Performance testing server-side applications is a crucial process to help understand how the application behaves under load. It helps software teams fine-tune their applications to get the best performance while keeping the infrastructure costs low. Performance testing answers several important questions such as:
- Is the application ready to handle the traffic that’s going to hit it?
- What do average response times and latencies look like under normal and peak loads?
- Can the application be scaled out?
- What are the bottlenecks? (could be CPU, memory, an external service or a database server)
- How many instances are needed for supporting the estimated traffic (i.e. max RPS)?
- What type of instances are needed? Does the application requires an instance with higher CPU to Memory ratio? Or does it need an instance type that supports high network utilization?
- Does the application slowly degrade in performance under load? Is it slowly leaking a resource that eventually crashes it after a few hours or days?

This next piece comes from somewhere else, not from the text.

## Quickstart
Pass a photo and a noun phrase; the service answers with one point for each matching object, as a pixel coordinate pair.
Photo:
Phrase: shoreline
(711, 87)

A lesson I learned recently is that performance testing should not be an after-thought. Software teams should start performance testing early in the release cycle and not wait until the end to do it. I once worked on a team that built a backend service that passed all unit, integration and end-to-end tests with flying colors. QA engineers didn’t find any bugs in the application’s logic. However, the performance was just terrible when we ran load tests on it. On a single m4.large instance, the application supported 80% fewer requests than the team had estimated! The main bottleneck was found to be the 2-core CPU that was utilized to its maximum capacity as the application issued several queries to the database and applied complex algorithms to build a graph. Investigations by developers revealed that to reduce the amount of work the CPU was doing, it would require significant design changes. But it was already too late - the deadline was just weeks away. We decided to proceed with the release - albeit by over-provisioning the hardware and over-running our cost estimates by a factor of 3.

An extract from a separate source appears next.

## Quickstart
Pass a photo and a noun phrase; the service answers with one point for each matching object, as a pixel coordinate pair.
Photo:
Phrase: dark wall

Performance testing is a broad topic. Teams I work with run load and soak tests to measure performance metrics such as throughput, latency, resource utilization, etc. using a wide variety of tools. At Glu, we build REST services in Java and use the following tools for our performance tests:
- YourKit Profiler to profile CPU and memory usage at a fine-grained level.
- Apache Jmeter to generate load (in reality, Blazemeter or distributed Jmeter)
- Amazon Cloudwatch to monitor resource utilization because we deploy our services on the Amazon cloud.
- Hosted Graphite to observe custom metrics that the application generates and we are interested in.
- Kibana dashboards to look at the logs, errors, etc.
Before I wrap this post up, there are few other important lessons I’d like to share:
- Run performance tests on a production-like environment. I have seen teams run performance tests on their MacBooks Pros with 8-core CPU’s and get drastically different results than from the actual cloud instances with puny, virtualized hardware.
- Create a good load test plan which requires careful thought. The goal is to emulate the load that real users would generate otherwise you might spend a lot of time chasing ghosts and fixing issues that are unlikely to happen in production. For example, I was investigating an issue with the performance of a Chat service under load. After looking at the load test script, I found that it grouped tens of thousands of users together. In reality, a group has on average about 10-50 people. The fix was to update the load test script to use a random group-id or a group-id from a pool instead of reusing the same id for each request.
I hope this post was helpful. Would love to hear your thoughts, the tools and the approach you take for performance testing. Till next time.